Maritime, then, is an expansive term, encompassing far more than navies dueling on the high seas or blockading enemy shorelines. The U.S. Navy and Marines are largely absent from this arc of the eastern seaboard, while commercial, police, and recreational uses of the sea are everywhere on display. Cape May is an easy ten-mile ride down the Garden State Parkway. The town is a seat of U.S. Coast Guard training. Five cutters police the sea from the Coast Guard station, while recruits undergo boot camp there.

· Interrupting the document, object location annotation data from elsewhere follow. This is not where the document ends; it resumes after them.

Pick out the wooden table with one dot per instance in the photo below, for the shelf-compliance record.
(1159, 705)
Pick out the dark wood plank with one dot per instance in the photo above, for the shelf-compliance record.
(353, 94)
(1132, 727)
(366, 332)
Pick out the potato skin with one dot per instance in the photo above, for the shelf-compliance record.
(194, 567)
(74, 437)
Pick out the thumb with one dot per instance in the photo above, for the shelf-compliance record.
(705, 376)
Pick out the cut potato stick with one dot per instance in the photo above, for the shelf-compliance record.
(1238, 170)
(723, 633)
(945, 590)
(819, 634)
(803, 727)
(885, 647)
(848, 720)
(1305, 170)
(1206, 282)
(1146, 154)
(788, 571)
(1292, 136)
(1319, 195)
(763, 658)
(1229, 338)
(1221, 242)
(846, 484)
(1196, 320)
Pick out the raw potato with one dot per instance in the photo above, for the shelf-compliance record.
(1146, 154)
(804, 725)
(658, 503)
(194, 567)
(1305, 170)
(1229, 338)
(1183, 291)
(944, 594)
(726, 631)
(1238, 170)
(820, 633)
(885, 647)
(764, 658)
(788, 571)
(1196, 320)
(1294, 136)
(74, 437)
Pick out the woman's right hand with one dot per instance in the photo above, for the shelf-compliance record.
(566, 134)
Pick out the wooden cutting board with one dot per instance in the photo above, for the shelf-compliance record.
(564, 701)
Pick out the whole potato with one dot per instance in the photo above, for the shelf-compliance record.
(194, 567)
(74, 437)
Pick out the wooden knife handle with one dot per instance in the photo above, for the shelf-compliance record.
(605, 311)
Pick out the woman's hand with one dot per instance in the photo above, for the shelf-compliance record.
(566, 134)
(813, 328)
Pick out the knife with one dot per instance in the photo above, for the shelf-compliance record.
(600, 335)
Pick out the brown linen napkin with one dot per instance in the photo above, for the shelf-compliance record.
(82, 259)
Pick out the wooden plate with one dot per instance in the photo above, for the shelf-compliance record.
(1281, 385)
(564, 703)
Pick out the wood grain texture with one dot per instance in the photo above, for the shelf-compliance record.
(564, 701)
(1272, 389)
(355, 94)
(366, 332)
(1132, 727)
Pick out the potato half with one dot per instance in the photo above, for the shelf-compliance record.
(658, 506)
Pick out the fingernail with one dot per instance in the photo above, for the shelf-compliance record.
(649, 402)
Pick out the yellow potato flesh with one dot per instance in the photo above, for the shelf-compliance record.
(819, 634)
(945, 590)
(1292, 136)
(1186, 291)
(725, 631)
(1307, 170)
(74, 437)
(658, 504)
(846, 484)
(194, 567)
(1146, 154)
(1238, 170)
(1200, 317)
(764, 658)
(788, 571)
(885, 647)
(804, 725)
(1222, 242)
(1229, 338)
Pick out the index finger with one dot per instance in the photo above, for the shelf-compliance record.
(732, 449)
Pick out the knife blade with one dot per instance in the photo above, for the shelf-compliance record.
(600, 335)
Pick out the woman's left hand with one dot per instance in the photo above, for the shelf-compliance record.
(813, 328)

Nor are maritime endeavors the sole province of governments. As I sit here on the deck of my mother-in-law's beachhouse, I can look eastward into the broad Atlantic Ocean or westward into the wetlands separating Seven Mile Island from the mainland. Freighters and other deep-draft merchantmen pass hither and yon along the Atlantic side, bound to or from ports like Philadelphia, Baltimore, and Norfolk. Fishing boats and other pleasure craft ply the channels that slice their way through the tall grasses on the inland side. This is all part of the nation's seafaring life.
There's a vertical dimension to maritime affairs as well. A stately U.S. Army Air Force B-17 Flying Fortress, the bomber on which the U.S. military pinned its hopes for defending the Philippines in 1941-1942, has been cruising the skies just offshore this weekend. So has a B-24 Liberator, an ungainly-looking warplane that boasted sufficient range to patrol Central Atlantic waters for German U-boats from North American airfields. These vintage aircraft are presumably taking part in an airshow over the holiday weekend. Their presence hints at what things must've been like around here seventy years ago, during the decisive year in the Battle of the Atlantic.
One often hears the charge that America (or Great Britain, or India) suffers from "sea-blindness." Peoples, that is, grow so accustomed to free use of the sea that they take it for granted. It's invisible to people living their everyday lives. If so, navies, coast guards, and infrastructure to support commercial enterprises appear largely superfluous. They have a hard time competing for public taxpayer dollars. The challenge before maritime proponents is to make sea power visible to rank-and-file citizens again. Otherwise it may atrophy.